La guerra se ha transformado en el gran espectáculo nacional, en la diversión para toda la familia. Los invisibles dirigentes de Taxon (ese Consejo de Sabios del que lo sabemos todo y no conocemos nada) comprendió hace muchos años que una sociedad gobernable necesita una narración adecuada que la mantenga en un estado de emergencia permanente, y la presencia de una guerra perpetua contra los salvajes y las ciudades nómadas es una excusa perfecta. (Págs. 142-143)

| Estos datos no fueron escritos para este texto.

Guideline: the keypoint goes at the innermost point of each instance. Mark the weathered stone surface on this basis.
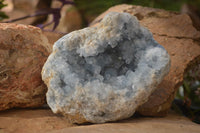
(23, 51)
(43, 120)
(104, 73)
(176, 33)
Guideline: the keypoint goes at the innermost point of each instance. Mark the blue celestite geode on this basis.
(104, 73)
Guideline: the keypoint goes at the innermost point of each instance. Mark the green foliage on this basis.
(187, 100)
(2, 14)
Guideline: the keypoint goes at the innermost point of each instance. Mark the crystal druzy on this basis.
(104, 73)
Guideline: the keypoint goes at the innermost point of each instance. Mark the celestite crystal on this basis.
(104, 73)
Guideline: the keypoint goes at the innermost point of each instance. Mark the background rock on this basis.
(23, 51)
(176, 33)
(70, 18)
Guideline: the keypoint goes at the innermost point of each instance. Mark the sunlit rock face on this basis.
(104, 73)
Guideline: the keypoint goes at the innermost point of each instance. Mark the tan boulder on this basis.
(176, 33)
(23, 51)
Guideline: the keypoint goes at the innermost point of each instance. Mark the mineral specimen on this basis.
(104, 73)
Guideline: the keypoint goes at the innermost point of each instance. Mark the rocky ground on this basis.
(43, 120)
(176, 32)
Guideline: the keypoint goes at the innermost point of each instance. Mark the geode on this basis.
(104, 73)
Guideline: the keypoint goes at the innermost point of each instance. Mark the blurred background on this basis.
(64, 16)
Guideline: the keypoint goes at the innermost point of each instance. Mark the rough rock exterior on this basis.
(23, 51)
(104, 73)
(175, 32)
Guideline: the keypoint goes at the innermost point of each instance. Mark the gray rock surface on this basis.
(104, 73)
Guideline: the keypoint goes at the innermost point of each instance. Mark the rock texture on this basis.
(23, 51)
(175, 32)
(104, 73)
(43, 120)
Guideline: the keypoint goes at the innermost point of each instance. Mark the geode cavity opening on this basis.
(104, 73)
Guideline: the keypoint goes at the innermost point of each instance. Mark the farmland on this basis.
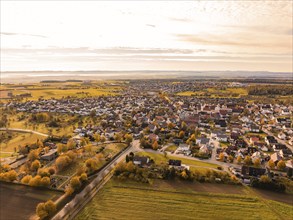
(11, 140)
(217, 93)
(19, 202)
(60, 90)
(164, 200)
(159, 158)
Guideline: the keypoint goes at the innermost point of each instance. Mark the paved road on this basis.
(278, 139)
(23, 130)
(70, 210)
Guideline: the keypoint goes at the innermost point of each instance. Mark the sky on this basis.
(147, 35)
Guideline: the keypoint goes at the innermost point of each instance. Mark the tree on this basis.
(281, 165)
(183, 126)
(155, 145)
(33, 155)
(35, 165)
(89, 149)
(35, 181)
(264, 179)
(83, 177)
(40, 211)
(231, 158)
(62, 162)
(239, 159)
(170, 125)
(97, 137)
(181, 134)
(26, 179)
(92, 164)
(118, 137)
(44, 210)
(247, 160)
(75, 183)
(165, 154)
(61, 148)
(256, 162)
(271, 164)
(221, 156)
(84, 141)
(45, 181)
(71, 144)
(128, 138)
(103, 138)
(43, 172)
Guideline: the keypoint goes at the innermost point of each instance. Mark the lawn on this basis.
(48, 93)
(19, 201)
(171, 148)
(168, 201)
(160, 158)
(18, 138)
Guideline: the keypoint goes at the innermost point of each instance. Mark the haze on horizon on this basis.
(120, 35)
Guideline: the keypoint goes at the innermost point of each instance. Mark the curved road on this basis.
(81, 199)
(24, 130)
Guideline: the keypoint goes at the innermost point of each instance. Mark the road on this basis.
(70, 210)
(278, 139)
(23, 130)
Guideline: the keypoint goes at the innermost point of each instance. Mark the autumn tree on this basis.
(45, 181)
(35, 165)
(181, 134)
(26, 179)
(35, 181)
(46, 209)
(103, 138)
(97, 137)
(62, 148)
(92, 164)
(256, 162)
(264, 179)
(33, 155)
(239, 159)
(221, 156)
(75, 183)
(231, 158)
(155, 145)
(247, 160)
(71, 144)
(128, 138)
(118, 137)
(281, 165)
(271, 164)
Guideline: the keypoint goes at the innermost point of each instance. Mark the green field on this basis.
(18, 138)
(217, 93)
(171, 148)
(160, 158)
(137, 201)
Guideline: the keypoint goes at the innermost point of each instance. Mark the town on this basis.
(198, 131)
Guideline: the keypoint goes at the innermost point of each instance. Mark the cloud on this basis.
(235, 40)
(22, 34)
(113, 50)
(151, 25)
(180, 19)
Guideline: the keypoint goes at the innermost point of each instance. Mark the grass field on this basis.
(18, 139)
(159, 158)
(59, 90)
(180, 201)
(19, 201)
(216, 93)
(171, 148)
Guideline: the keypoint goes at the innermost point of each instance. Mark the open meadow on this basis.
(19, 201)
(165, 200)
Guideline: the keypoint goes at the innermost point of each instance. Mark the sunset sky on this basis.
(120, 35)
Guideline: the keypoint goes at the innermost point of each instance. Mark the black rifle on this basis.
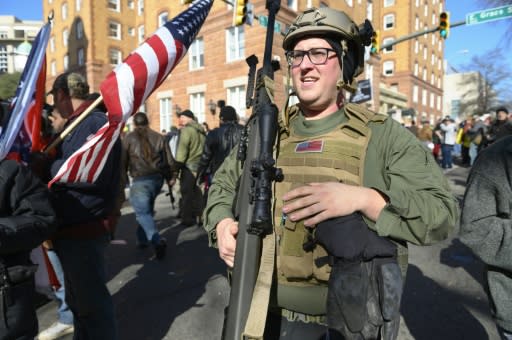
(253, 210)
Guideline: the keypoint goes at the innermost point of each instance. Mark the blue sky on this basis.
(467, 41)
(463, 43)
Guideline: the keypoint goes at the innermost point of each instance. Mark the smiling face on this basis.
(315, 85)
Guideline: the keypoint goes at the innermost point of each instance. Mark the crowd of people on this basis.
(357, 188)
(464, 139)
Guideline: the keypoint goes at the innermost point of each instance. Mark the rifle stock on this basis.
(253, 208)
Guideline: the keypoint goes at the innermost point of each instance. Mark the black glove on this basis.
(40, 164)
(349, 239)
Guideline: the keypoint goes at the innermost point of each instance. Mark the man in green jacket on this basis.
(188, 155)
(357, 187)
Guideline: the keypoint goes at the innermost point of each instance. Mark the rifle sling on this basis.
(255, 325)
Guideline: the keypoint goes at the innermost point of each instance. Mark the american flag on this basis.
(21, 133)
(130, 84)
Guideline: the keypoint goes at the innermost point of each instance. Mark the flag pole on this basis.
(73, 125)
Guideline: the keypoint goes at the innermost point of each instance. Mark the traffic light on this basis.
(444, 24)
(239, 12)
(374, 49)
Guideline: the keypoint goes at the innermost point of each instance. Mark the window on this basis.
(65, 37)
(52, 44)
(236, 98)
(388, 68)
(163, 18)
(389, 21)
(116, 57)
(114, 30)
(415, 93)
(388, 41)
(140, 7)
(114, 5)
(64, 11)
(197, 105)
(165, 113)
(3, 58)
(235, 43)
(292, 4)
(79, 29)
(140, 35)
(196, 54)
(66, 62)
(53, 68)
(80, 57)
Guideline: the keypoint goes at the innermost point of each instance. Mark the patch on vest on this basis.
(310, 146)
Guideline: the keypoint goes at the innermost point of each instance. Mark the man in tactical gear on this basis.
(219, 142)
(357, 187)
(188, 154)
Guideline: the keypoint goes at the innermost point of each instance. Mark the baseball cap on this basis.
(228, 114)
(73, 83)
(186, 113)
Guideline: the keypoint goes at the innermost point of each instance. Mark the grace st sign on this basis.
(487, 15)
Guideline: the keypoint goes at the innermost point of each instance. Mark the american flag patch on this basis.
(310, 146)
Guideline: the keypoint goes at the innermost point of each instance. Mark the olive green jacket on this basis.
(421, 208)
(190, 145)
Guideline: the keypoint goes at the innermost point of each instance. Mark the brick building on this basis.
(15, 42)
(91, 37)
(414, 67)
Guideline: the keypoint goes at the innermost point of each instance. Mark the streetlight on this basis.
(212, 106)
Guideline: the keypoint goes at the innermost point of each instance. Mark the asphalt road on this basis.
(183, 296)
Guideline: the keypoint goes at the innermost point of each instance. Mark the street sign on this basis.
(263, 20)
(491, 14)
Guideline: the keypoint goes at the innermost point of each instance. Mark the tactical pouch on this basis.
(347, 296)
(17, 302)
(295, 262)
(389, 280)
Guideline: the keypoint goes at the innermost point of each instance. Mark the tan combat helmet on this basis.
(329, 23)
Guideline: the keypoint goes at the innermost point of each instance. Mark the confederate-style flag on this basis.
(128, 86)
(21, 134)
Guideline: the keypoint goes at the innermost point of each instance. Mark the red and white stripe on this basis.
(127, 87)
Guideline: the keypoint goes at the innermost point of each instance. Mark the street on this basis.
(183, 296)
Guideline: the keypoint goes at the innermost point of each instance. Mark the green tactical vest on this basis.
(337, 156)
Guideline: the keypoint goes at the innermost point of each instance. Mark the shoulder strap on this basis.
(365, 115)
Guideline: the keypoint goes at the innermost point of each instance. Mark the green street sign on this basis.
(487, 15)
(263, 20)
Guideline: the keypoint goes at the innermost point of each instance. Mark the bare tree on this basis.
(491, 77)
(505, 40)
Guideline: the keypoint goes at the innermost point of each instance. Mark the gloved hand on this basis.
(349, 239)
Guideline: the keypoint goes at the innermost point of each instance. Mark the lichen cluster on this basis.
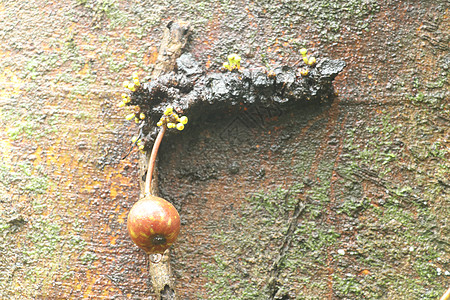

Para abreviar, ya que estos son los cuentos de mayor extensión, y el resto tampoco me suscitan tampoco un interés particular, creo que la prosa de Bruno Mesa está muy por encima, con excepción del segundo, del contenido o, al menos, del desarrollo final de lo planteado. Le faltan, me temo, temas, lo que no deja de ser singular, pues lo que suele ocurrir es que los escritores estén sobrados de ideas que luego malbaratan con un estilo deplorable, ausentes cualquier atisbo artístico o de voluntad de estilo. A mi entender, a este escritor solo le hace falta un verdadero desafío para que saque, de una vez para siempre, todo ese talento que considero que atesora, a juzgar por su forma de escribir. Un desafío requiere un asunto complicado, del que no sea sencillo escribir, que no tenga casi precedente, para forzar al escritor a pensar y a sufrir.